On Tue, Oct 10, 2017 at 10:06 PM Soni L. <fakedme@gmail.com
<mailto:fakedme@gmail.com>> wrote:
On 2017-10-10 10:54 PM, Martin wrote:
> On 10/10/2017 10:43 PM, Soni L. wrote:
>> However, I noticed something kinda weird:
>>
>> string.match("''", "%f[']'", 2) --> nil
>> string.match("''", "^'", 2) --> '
> string.match("''", "%f[']'", 2). From position 2 of string [['']]
> locate to index <i> such that s[i] ~= [[']] and s[i + 1] ==
[[']] and
> s[i + 1] == [[']].
>
> There is no such index so nil is returned. In case of string
[['' ']]
> there is match.
>
> string.match("''", "^'", 2). From position 2 of string [['']] find
> string [[']]. Do not skip characters (due "^" anchor). This matches
> [[']], second apostrophe.
>
> -- Martin
>
But from position 1, the first pattern matches. From reading the
manual,
both operate on the start of the subject string, so either the first
should match or the second should fail.
Regarding the frontier pattern: it does not match ON a character. It
matches the boundary BETWEEN two characters, specifically the boundary
immediately before the next character to be matched. So when matching
from position 1, the frontier pattern attempts to match the boundary
immediately before the first character in the string. Since there is
no previous character at this boundary, the frontier pattern matches
against "\0" in lieu of the previous character.
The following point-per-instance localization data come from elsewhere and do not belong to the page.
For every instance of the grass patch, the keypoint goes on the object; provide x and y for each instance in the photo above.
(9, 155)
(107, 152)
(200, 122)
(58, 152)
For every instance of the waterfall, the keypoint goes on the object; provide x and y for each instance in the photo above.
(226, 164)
"\0" ~= [[']] and [[']] (the first character of the string) == [[']],
so the frontier pattern successfully matches. The literal [[']] then
matches the first character of the string. If you passed this pattern
to string.find instead, it would return a start and end point both
equal to 1, since only the first character was matched. The frontier
pattern does not consume the source string or add anything to the
overall match; it's essentially just an assertion.
Now when you match from position 2, Lua first tries to match the
frontier pattern at the boundary immediately before the character next
to be matched. In this case, that is the second apostrophe, so the
boundary to be checked is between the first and second characters of
the source string. The character previous to that boundary is the
first apostrophe, which is equal to an apostrophe, so the frontier
assertion fails and the function returns nil.
The takeaways here are that frontier patterns check a boundary, not a
character, and specifying an explicit start does not prevent Lua from
checking the character previous to that if the pattern starts with a
frontier assertion.
Now to the second pattern. The "^" character can be a bit surprising
when an explicit start position is specified, because the description
in the manual does not match the actual behavior. The manual states
that the caret "anchors the match at the beginning of the subject
string", but in fact, the caret actually anchors the match at the
starting point (i.e. it prevents the matching engine from skipping
characters).
Thus your second pattern attempts to match [[']] beginning at position
2, without skipping characters, Position 2 is in fact [[']], so the
match succeeds. As a further example, consider string.match("'!'",
"^'", 2); this will fail to match and return nil because the [[']]
cannot match at position 2 and the caret prevents it from skipping
characters. The fact that the first character is [[']] is irrelevant,
since you've overridden that by telling Lua to start at position 2
instead.
The bug in this second issue appears to be in the documentation, not
the code, since there's no good reason why Lua should ignore an
explicit start argument when the caret is given, and valid reasons why
it shouldn't ignore the start argument. Consider a simple tokenizer
that repeatedly matches consecutive tokens without skipping anything
else; the pattern could be prefixed with a ^ and suffixed with a
position capture, and on each iteration, the result from the previous
position capture is fed to the next call as the start argument. In
this case, you would rely on the ^ meaning "anchor to start point",
and a nil result would mean a syntax error in whatever you're tokenizing.